Es ist Der Hippokratische Eid, der die Freundschaft von Julian Bashir und Miles O’Brien auf die Probe stellt.
Ein Absturz mit Folgen
Miles O’Brien (Colm Meaney) und Julian Bashir (Alexander Siddig) sind nach einer Mission im Gamma-Quadranten auf den Weg zurück zu Deep Space Nine. Doch dann entdecken sie einen Magneton-Puls, der von einer nahen Welt ausgeht. Als sie dem nachgehen, werden sie zu einer Bruchlandung gezwungen, die sie heil überstehen, nur um anschließend von einer Einheit Jem’Hadar gefangen genommen zu werden.

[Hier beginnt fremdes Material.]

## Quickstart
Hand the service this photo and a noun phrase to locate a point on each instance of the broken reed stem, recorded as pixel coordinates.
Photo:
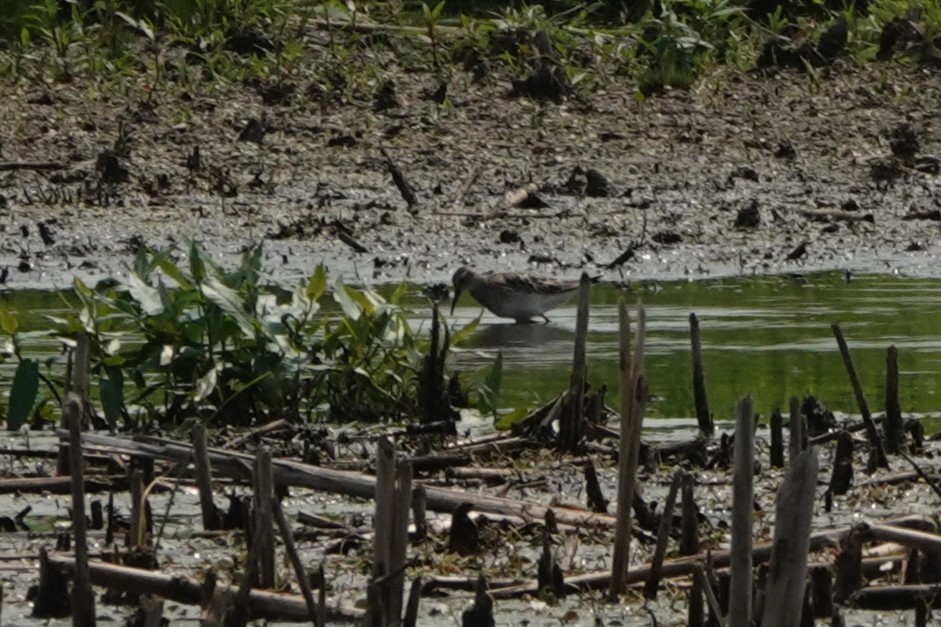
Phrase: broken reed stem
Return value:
(689, 518)
(78, 381)
(383, 521)
(204, 477)
(798, 432)
(571, 428)
(871, 432)
(777, 439)
(743, 503)
(395, 588)
(291, 550)
(703, 417)
(633, 397)
(83, 599)
(135, 535)
(894, 429)
(411, 608)
(663, 538)
(787, 571)
(264, 518)
(706, 586)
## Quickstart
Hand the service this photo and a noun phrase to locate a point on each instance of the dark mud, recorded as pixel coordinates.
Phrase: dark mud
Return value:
(744, 174)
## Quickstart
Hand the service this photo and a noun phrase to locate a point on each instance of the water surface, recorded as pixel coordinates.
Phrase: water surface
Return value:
(765, 336)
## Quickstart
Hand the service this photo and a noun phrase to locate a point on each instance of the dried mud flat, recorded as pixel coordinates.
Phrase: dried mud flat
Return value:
(744, 174)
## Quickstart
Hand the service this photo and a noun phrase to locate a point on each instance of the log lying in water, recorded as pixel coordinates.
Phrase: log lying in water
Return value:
(685, 566)
(292, 473)
(269, 605)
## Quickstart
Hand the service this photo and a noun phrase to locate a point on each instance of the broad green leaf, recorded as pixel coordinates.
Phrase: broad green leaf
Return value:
(8, 323)
(166, 355)
(509, 419)
(367, 300)
(206, 384)
(23, 393)
(229, 302)
(174, 272)
(317, 284)
(146, 296)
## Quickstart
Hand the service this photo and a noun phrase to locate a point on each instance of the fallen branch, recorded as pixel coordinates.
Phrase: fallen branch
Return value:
(292, 473)
(261, 604)
(685, 566)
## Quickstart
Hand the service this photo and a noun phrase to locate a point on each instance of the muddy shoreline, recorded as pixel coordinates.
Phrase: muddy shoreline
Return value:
(812, 155)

Sie werden von diesen befragt, ehe einer der Krieger des Dominions sie töten will. Doch der Anführer des Trupps, Goran’Agar (Scott MacDonald), verhindert dies. Später holt er Julian Bashir ab und bringt ihn in einen separaten Teil des Komplexes, in dem sie sich befinden.
Der Doktor erfährt, dass diese Einheit sich auf Geheiß ihres Ersten, also Goran’Agar, vom Dominion abgespalten hat. Er selbst konnte sich vom Ketracel-White, der Droge, mit der die Jem’Hadar gefügig gemacht werden, unabhängig machen. Doch die anderen benötigen den Stoff noch und die Vorräte schwinden. Julian Bashir soll helfen, auch die anderen von der Substanz zu entwöhnen. Dieser sagt zu, allerdings nur unter der Bedingung, dass Miles O’Brien mithelfen kann.
Die Kultur eines Kriegers
Und während der Stationsarzt daran arbeitet, irgendwie die Jem’Hadar von dem White runterzukriegen, bastelt der Chief derweil an etwas anderem. Nämlich einer handgefertigten Waffe, mit der er einen Plasmaschuss abgeben kann. Doch dann wird dies entdeckt, ein Schuss löst sich und verletzt einen Jem’Hadar. Das Leben des Ingenieurs steht auf dem Spiel, als der Zweite, Arak’Taral (Stephen Davies), ihn umbringen will.
Julian Bashir kümmert sich um die Verletzten des missglückten Schusses und erfährt dabei mehr über die Kultur der Jem’Hadar. Er fasst den Entschluss, ihnen wirklich zu helfen, kommt allerdings nicht weiter, außer, dass er die Erkenntnis gewinnt, dass Goran’Agars Körper das White selber produziert. Noch dazu geraten er und Miles O’Brien aneinander, als der Chief die Entscheidung des Arztes absolut nicht nachvollziehen kann. Erst ein Befehl von Julian Bashir beendet die Diskussion.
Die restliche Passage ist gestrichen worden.